The statistics compiled by the NFDR highlight a challenge faced by fire departments and the cities, towns, and municipalities they are sworn to protect.  The fact is that when you call for help or have an emergency, five out of ten firefighters who show up to render aid are volunteering. Volunteer fire departments cover vast sections of the country that are not serviced by paid fire services.  Traditionally these departments existed primarily to respond mainly to structure and wildland fires.  However, as funding for EMS services is reduced, volunteers are finding themselves responding to accidents, technical rescue, and other life-threatening emergencies.  The new administration’s unprecedented cuts have also befallen onto volunteer fire station budgets.  The budget cuts and reduced funding are raising concerns about the state of department readiness and the ability to respond with near obsolete equipment. In order for the volunteer agencies to succeed they must keep up with the needs, growth, and changes of their community and society.  Simply put, you simply cannot use 1960 technologies to service 2018 problems.

Obsolete equipment and training issues are not the biggest challenges faced by the volunteer fire department brigade.  Across the country, small, rural fire departments are struggling to recruit and retain volunteer firefighters. The number of volunteer firefighters nationwide has declined 15 percent between its all-time high in 1984 and its all-time low in 2011.  To further exacerbate the situation, over that same period, the number of calls has increased nearly 300 percent nationwide.  The decline in volunteerism in the fire service has been attributed to a number of different causes.  

One explanation for the decline in volunteer firefighters is associated with a general decline of people in the community willing to serve in a volunteering capacity.  According to reports by Federal Emergency Management Agency changes in work schedules and increased demands on volunteers’ time is to blame for the decline.   Volunteers require the exact same training as career firefighters, all of it done on their own time.  Philip Stittleburg, a retired criminal prosecutor who is the volunteer fire chief in La Farge, Wisconsin described the sentiment resonating with some members of the volunteer community. “We are professionals. We are unpaid professionals. The level of training is typically very similar. The level of dedication is very similar.

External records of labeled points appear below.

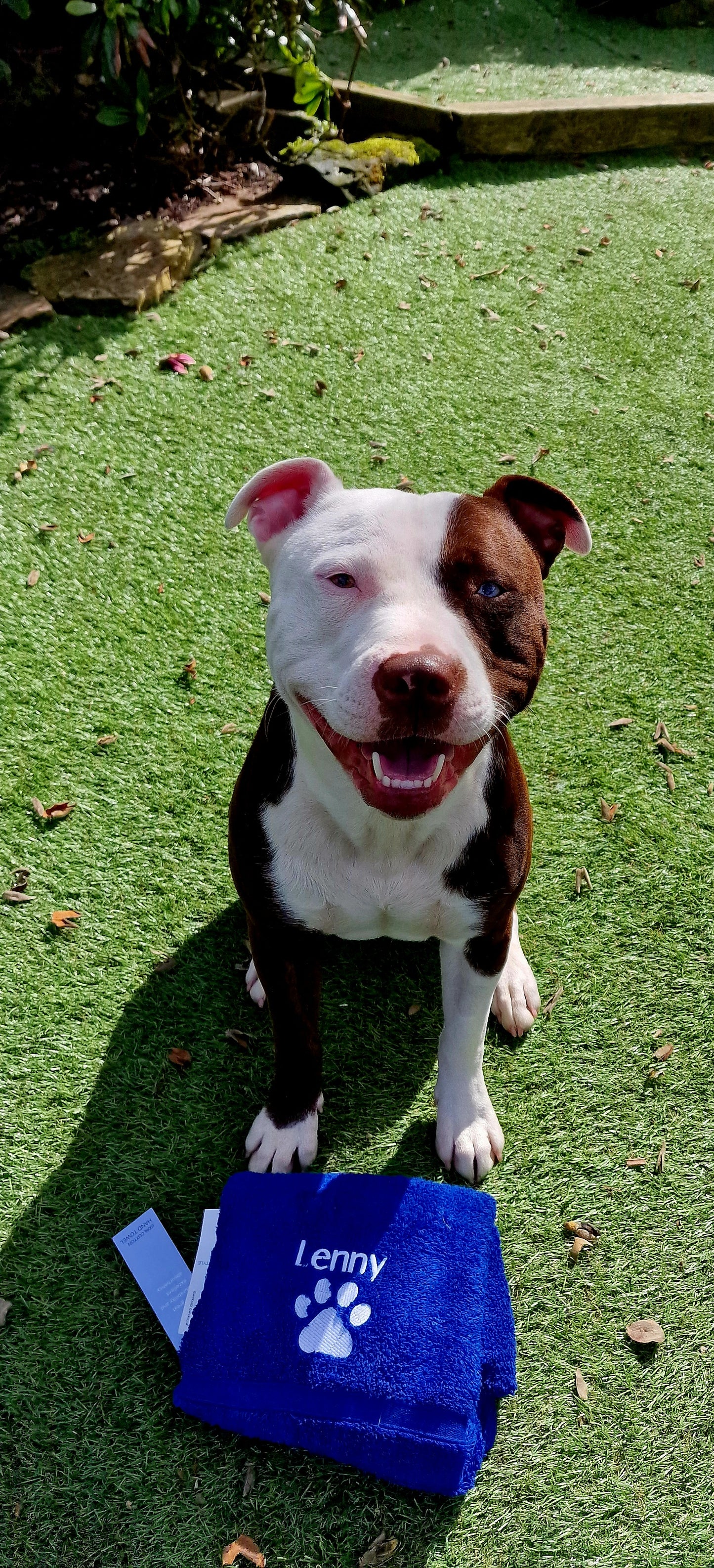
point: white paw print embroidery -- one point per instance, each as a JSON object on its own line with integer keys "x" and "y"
{"x": 326, "y": 1333}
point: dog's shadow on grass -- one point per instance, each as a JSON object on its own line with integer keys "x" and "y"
{"x": 86, "y": 1371}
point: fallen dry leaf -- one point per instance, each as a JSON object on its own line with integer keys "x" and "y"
{"x": 580, "y": 1385}
{"x": 548, "y": 1005}
{"x": 646, "y": 1332}
{"x": 243, "y": 1548}
{"x": 237, "y": 1039}
{"x": 379, "y": 1551}
{"x": 60, "y": 810}
{"x": 669, "y": 745}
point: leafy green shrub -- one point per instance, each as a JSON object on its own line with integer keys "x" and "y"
{"x": 141, "y": 60}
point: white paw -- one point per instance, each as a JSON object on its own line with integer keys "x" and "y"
{"x": 469, "y": 1132}
{"x": 326, "y": 1333}
{"x": 516, "y": 1000}
{"x": 254, "y": 987}
{"x": 273, "y": 1148}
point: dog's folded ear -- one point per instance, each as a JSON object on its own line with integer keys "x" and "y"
{"x": 279, "y": 496}
{"x": 548, "y": 518}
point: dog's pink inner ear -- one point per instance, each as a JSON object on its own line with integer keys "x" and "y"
{"x": 546, "y": 515}
{"x": 279, "y": 496}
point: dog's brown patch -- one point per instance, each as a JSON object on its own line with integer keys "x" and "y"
{"x": 483, "y": 545}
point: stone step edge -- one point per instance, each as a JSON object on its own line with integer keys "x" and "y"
{"x": 536, "y": 128}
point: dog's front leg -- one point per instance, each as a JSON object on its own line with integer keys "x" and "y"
{"x": 287, "y": 962}
{"x": 469, "y": 1134}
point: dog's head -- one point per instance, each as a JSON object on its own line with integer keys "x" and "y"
{"x": 406, "y": 628}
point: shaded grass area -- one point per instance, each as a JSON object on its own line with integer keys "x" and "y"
{"x": 96, "y": 1465}
{"x": 511, "y": 49}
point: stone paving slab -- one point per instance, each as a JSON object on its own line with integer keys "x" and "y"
{"x": 538, "y": 128}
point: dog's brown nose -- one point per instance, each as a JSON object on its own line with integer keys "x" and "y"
{"x": 419, "y": 689}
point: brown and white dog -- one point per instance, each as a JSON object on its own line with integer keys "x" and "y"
{"x": 382, "y": 794}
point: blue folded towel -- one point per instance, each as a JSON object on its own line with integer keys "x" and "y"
{"x": 364, "y": 1318}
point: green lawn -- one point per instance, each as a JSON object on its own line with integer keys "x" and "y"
{"x": 98, "y": 1470}
{"x": 523, "y": 49}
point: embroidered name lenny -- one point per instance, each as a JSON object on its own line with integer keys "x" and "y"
{"x": 323, "y": 1258}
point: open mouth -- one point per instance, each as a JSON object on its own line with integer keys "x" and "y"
{"x": 403, "y": 778}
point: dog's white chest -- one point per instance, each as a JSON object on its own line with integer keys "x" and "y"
{"x": 389, "y": 885}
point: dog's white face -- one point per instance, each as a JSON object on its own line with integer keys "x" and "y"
{"x": 405, "y": 626}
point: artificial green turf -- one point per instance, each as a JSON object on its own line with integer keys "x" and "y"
{"x": 512, "y": 49}
{"x": 96, "y": 1123}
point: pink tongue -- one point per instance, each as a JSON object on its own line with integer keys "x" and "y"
{"x": 408, "y": 763}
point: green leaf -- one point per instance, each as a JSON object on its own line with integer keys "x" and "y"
{"x": 112, "y": 115}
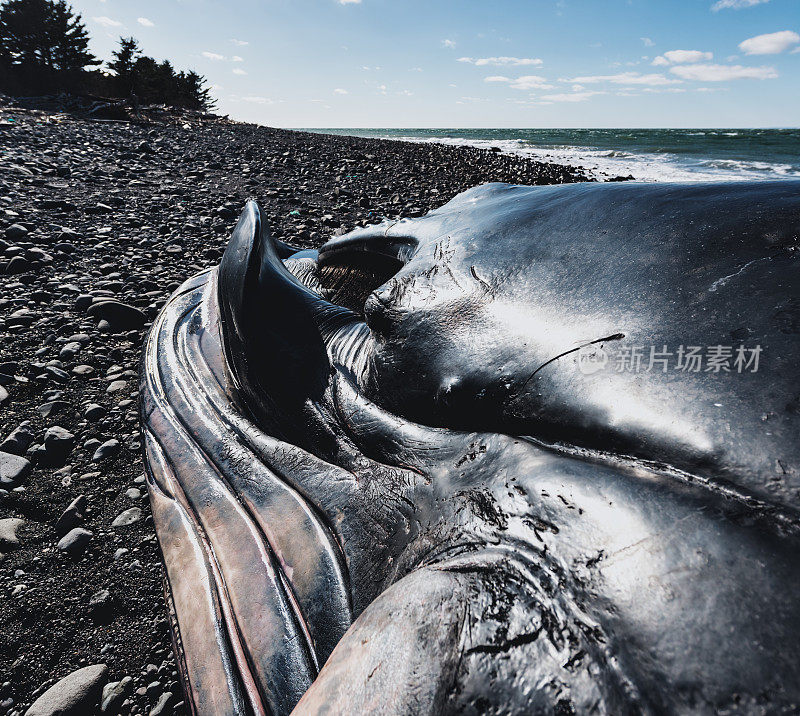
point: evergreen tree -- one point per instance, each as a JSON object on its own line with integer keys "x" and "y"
{"x": 123, "y": 65}
{"x": 44, "y": 33}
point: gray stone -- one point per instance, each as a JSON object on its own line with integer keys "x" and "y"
{"x": 13, "y": 470}
{"x": 108, "y": 449}
{"x": 15, "y": 232}
{"x": 75, "y": 695}
{"x": 115, "y": 386}
{"x": 75, "y": 542}
{"x": 72, "y": 516}
{"x": 127, "y": 517}
{"x": 8, "y": 532}
{"x": 120, "y": 316}
{"x": 19, "y": 440}
{"x": 163, "y": 706}
{"x": 94, "y": 412}
{"x": 69, "y": 350}
{"x": 58, "y": 439}
{"x": 114, "y": 693}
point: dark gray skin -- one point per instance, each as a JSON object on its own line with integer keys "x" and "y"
{"x": 435, "y": 511}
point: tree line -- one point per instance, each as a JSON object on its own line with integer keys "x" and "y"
{"x": 44, "y": 48}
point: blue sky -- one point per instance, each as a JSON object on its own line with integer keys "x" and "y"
{"x": 476, "y": 63}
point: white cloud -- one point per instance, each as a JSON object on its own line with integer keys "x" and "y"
{"x": 569, "y": 97}
{"x": 500, "y": 61}
{"x": 735, "y": 4}
{"x": 626, "y": 78}
{"x": 526, "y": 82}
{"x": 106, "y": 21}
{"x": 680, "y": 57}
{"x": 723, "y": 73}
{"x": 772, "y": 43}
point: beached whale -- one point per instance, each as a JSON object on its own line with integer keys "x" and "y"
{"x": 534, "y": 452}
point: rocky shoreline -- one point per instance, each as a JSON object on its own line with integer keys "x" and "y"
{"x": 99, "y": 222}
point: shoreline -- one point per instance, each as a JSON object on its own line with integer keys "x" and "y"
{"x": 661, "y": 154}
{"x": 93, "y": 211}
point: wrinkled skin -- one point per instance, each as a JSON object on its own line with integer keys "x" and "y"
{"x": 422, "y": 505}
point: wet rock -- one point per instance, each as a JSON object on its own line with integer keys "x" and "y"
{"x": 58, "y": 444}
{"x": 13, "y": 470}
{"x": 127, "y": 517}
{"x": 114, "y": 693}
{"x": 75, "y": 695}
{"x": 15, "y": 232}
{"x": 19, "y": 440}
{"x": 8, "y": 533}
{"x": 94, "y": 412}
{"x": 119, "y": 316}
{"x": 72, "y": 516}
{"x": 163, "y": 706}
{"x": 107, "y": 450}
{"x": 75, "y": 542}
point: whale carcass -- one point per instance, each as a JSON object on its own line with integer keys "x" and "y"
{"x": 534, "y": 452}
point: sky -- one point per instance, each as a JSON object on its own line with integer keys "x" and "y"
{"x": 476, "y": 63}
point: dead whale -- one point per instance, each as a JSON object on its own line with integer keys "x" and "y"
{"x": 532, "y": 452}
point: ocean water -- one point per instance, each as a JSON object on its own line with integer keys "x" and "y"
{"x": 645, "y": 154}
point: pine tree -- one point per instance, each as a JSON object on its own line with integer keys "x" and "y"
{"x": 44, "y": 33}
{"x": 123, "y": 65}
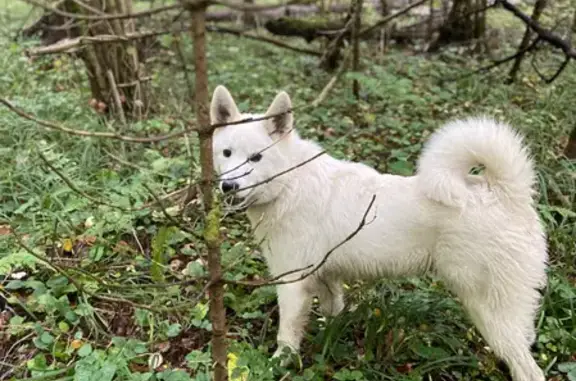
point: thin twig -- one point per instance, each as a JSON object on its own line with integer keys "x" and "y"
{"x": 132, "y": 139}
{"x": 72, "y": 186}
{"x": 276, "y": 280}
{"x": 544, "y": 34}
{"x": 273, "y": 41}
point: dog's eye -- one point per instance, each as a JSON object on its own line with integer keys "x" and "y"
{"x": 256, "y": 157}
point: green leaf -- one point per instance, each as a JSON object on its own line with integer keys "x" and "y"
{"x": 85, "y": 350}
{"x": 47, "y": 338}
{"x": 63, "y": 326}
{"x": 174, "y": 330}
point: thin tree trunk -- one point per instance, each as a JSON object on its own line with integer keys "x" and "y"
{"x": 536, "y": 13}
{"x": 212, "y": 209}
{"x": 356, "y": 41}
{"x": 570, "y": 150}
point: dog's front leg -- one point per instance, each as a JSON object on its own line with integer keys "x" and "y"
{"x": 294, "y": 302}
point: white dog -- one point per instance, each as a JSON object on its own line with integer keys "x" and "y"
{"x": 479, "y": 233}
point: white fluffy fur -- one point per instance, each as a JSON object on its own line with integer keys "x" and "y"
{"x": 480, "y": 234}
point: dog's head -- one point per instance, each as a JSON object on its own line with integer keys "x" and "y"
{"x": 248, "y": 155}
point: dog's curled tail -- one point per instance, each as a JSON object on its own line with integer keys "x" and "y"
{"x": 452, "y": 151}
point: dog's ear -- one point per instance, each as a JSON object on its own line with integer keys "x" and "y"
{"x": 223, "y": 109}
{"x": 282, "y": 122}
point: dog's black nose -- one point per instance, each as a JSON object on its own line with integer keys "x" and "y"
{"x": 228, "y": 186}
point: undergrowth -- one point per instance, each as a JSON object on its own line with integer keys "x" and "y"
{"x": 112, "y": 301}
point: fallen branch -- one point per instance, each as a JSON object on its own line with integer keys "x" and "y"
{"x": 68, "y": 44}
{"x": 366, "y": 31}
{"x": 153, "y": 11}
{"x": 544, "y": 34}
{"x": 123, "y": 16}
{"x": 125, "y": 138}
{"x": 241, "y": 33}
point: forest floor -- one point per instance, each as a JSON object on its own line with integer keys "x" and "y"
{"x": 100, "y": 308}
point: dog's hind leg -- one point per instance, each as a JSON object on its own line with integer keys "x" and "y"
{"x": 504, "y": 330}
{"x": 331, "y": 297}
{"x": 502, "y": 310}
{"x": 294, "y": 301}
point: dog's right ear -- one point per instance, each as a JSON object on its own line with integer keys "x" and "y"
{"x": 223, "y": 109}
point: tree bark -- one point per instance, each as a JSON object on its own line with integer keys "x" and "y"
{"x": 212, "y": 210}
{"x": 356, "y": 47}
{"x": 570, "y": 150}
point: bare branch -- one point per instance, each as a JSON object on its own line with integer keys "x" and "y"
{"x": 79, "y": 16}
{"x": 72, "y": 186}
{"x": 132, "y": 139}
{"x": 255, "y": 7}
{"x": 273, "y": 41}
{"x": 68, "y": 44}
{"x": 387, "y": 19}
{"x": 544, "y": 34}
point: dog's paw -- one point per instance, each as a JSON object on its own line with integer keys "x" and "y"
{"x": 287, "y": 355}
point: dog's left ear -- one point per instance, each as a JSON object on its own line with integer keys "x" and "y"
{"x": 283, "y": 120}
{"x": 223, "y": 109}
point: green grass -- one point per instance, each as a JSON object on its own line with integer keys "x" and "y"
{"x": 399, "y": 330}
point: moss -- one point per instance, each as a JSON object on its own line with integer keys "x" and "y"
{"x": 212, "y": 226}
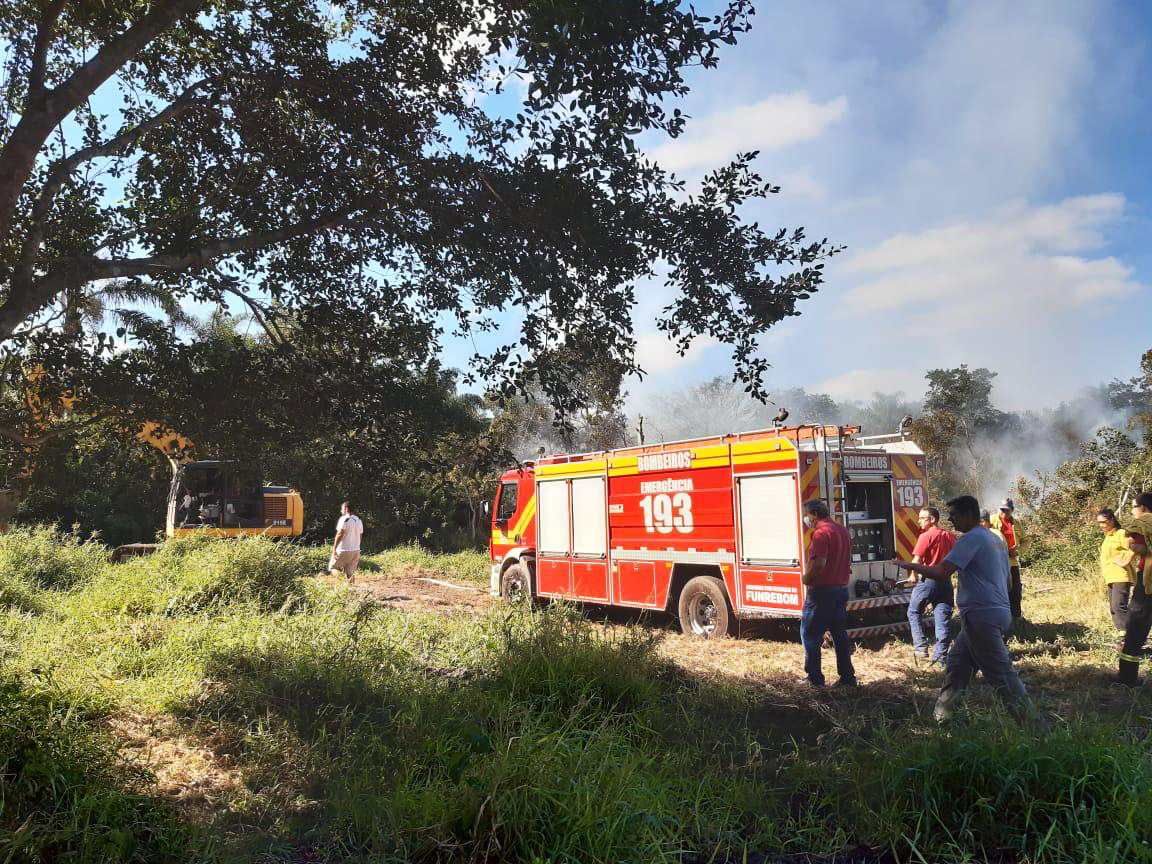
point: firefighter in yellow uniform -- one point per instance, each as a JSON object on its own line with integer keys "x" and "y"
{"x": 1139, "y": 605}
{"x": 1005, "y": 522}
{"x": 1116, "y": 566}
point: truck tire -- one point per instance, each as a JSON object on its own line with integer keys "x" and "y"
{"x": 703, "y": 608}
{"x": 516, "y": 583}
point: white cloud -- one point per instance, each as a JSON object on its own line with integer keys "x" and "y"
{"x": 1024, "y": 258}
{"x": 657, "y": 354}
{"x": 859, "y": 384}
{"x": 773, "y": 123}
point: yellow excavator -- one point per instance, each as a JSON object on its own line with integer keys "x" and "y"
{"x": 221, "y": 499}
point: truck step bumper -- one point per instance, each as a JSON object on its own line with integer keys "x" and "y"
{"x": 868, "y": 633}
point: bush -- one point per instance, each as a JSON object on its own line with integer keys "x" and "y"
{"x": 66, "y": 794}
{"x": 197, "y": 573}
{"x": 1074, "y": 556}
{"x": 17, "y": 595}
{"x": 993, "y": 793}
{"x": 40, "y": 555}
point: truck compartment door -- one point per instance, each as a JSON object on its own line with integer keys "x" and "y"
{"x": 553, "y": 560}
{"x": 768, "y": 520}
{"x": 590, "y": 539}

There is not a paycheck that motivates us to do the job, you put in the time if you have it”.  Moreover, the volunteers who do commit the time are sometimes met with resistance from their employers to leave throughout the day when fire calls occur.  Prior to the most recent decrease in numbers, volunteer fire departments once depended on local employers who offered full-time jobs with benefits to volunteers who served their community and thus were willing to have employees leave work to fight fires.  The occupational landscape for volunteers has changed their ability to serve.  The average rural volunteer commutes over 10-15 miles to a densely populated location that works unpredictable shifts for a national or international company with no ties to community.  This impact to volunteer staffing has a detrimental impact on the ability to protect the people within their municipalities.  If you cannot assert who is on duty and what their skill levels are then it renders your department unable to provide dependable and predictable service.

The new challenges in staffing have brought about new ideas to help fill the employment gap.  Rural Texas fire departments have experimented with paying a small stipend to firefighters to make up for the staffing gap during the day.  Departments that cannot pay volunteers have offered ongoing training at nearby Texas A&M.  Weeklong courses taught by professionals in the Forest Service and the nearby Azle Fire Department provide volunteers with critical training not offered to many of their peers throughout the nation as a thank you in exchange for their service.  Some departments have had success in utilizing programs developed by the National Volunteer Fire Council (NVFC), namely the Fire Corps.  The nationwide program began in 2004 to engage community volunteers to help their fire departments in non-emergency roles, including fundraising, cleaning equipment and trucks, bookkeeping and other paperwork, and education programs.

Almost 300 years after Benjamin Franklin established the first volunteer fire department in Philadelphia the tradition of serving is in danger of being extinguished.  As the number of emergencies continue to increase, it’s important that volunteer firefighters have the resources they need to benefit the communities they serve.  This can only be accomplished by combined efforts from members of the education, technology, and government communities to reach help reach a solution.